Poland was one of the first countries to send experts to restore The To Mieu (Dynastic Temple) and Ta Vu Pavilion, which was used for administrative functions and festivals, and sponsored the project with US$940,000.
The Japan Trust Fund has financed US$100,000 for the restoration of the Ngo Mon (Noon Gate) and US$250,000 to preserve Nha Nhac, the unique Hue Royal Court Music.
Other organisations from Germany and the Republic of Korea have also supported various restoration projects, including the interior of Khai Tuong Lau-An Dinh Palace, parts of King Tu Duc’s Tomb, Toi Linh Tu (Highest Celestial) Temple, the Phu Noi Vu (Royal Treasury), the Imperial City and the Ta Vu.
The National Center for Korean Traditional Performing Arts presented the Center for the Preservation of Hue Relics (CPHR) a bien chung (set of 12 small bronze bells) and bien khanh (sets of 12 small musical stones), which were used in the Hue Royal Court during the Le Dynasty (1427-1788) and Nguyen Dynasty (1802-1945).

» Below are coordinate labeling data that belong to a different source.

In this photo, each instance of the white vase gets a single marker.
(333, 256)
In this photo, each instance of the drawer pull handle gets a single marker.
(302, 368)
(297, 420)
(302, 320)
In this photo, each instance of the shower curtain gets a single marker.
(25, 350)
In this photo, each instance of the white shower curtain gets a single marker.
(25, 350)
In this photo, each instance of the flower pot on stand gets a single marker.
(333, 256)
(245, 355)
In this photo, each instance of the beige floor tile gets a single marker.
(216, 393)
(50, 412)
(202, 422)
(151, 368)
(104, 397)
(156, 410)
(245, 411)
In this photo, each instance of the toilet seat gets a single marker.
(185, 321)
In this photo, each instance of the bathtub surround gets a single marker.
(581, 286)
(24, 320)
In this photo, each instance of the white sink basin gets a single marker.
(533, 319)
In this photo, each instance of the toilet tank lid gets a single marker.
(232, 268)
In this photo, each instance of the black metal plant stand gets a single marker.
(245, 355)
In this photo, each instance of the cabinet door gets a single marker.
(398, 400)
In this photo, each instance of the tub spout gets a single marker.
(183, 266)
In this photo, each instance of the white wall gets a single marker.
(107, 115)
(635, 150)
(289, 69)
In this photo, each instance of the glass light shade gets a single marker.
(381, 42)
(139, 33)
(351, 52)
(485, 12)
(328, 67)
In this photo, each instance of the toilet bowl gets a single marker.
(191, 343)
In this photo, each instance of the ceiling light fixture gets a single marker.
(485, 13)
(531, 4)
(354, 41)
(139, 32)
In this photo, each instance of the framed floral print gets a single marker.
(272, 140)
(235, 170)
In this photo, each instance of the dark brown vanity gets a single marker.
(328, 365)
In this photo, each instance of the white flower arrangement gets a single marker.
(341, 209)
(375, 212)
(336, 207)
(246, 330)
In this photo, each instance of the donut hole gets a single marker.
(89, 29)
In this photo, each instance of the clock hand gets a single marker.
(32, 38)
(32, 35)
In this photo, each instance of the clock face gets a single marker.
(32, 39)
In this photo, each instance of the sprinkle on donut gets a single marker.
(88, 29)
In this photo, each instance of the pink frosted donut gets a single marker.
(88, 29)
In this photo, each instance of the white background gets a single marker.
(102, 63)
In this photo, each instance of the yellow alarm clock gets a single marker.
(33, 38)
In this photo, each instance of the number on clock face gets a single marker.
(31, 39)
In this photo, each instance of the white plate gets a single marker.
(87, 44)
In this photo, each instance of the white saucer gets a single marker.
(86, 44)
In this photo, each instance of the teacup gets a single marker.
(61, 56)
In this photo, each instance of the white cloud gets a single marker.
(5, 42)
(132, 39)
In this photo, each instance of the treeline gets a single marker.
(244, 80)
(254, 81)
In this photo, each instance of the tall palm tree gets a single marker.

CPHR Director Phan Thanh Hai said the centre will continue working closely this year with its traditional partners such as the Republic of Korea, Japan, Germany, the US, Poland and Luxembourg, to further restore Hue's tangible and intangible cultural heritage.
By the end of this year, the CPHR aims to complete the first phase of the restoration of King Dong Khanh's Tomb, as well as, Ta Tung Tu (King Minh Mang’s Tomb) and the Thai Binh Lau Palace.
It will continue to invest in other relics and submit its research on the Nguyen dynasty cuisine and literature related to these Hue sites to UNESCO for World Memorial Heritage recognition in the 2012-2013 period.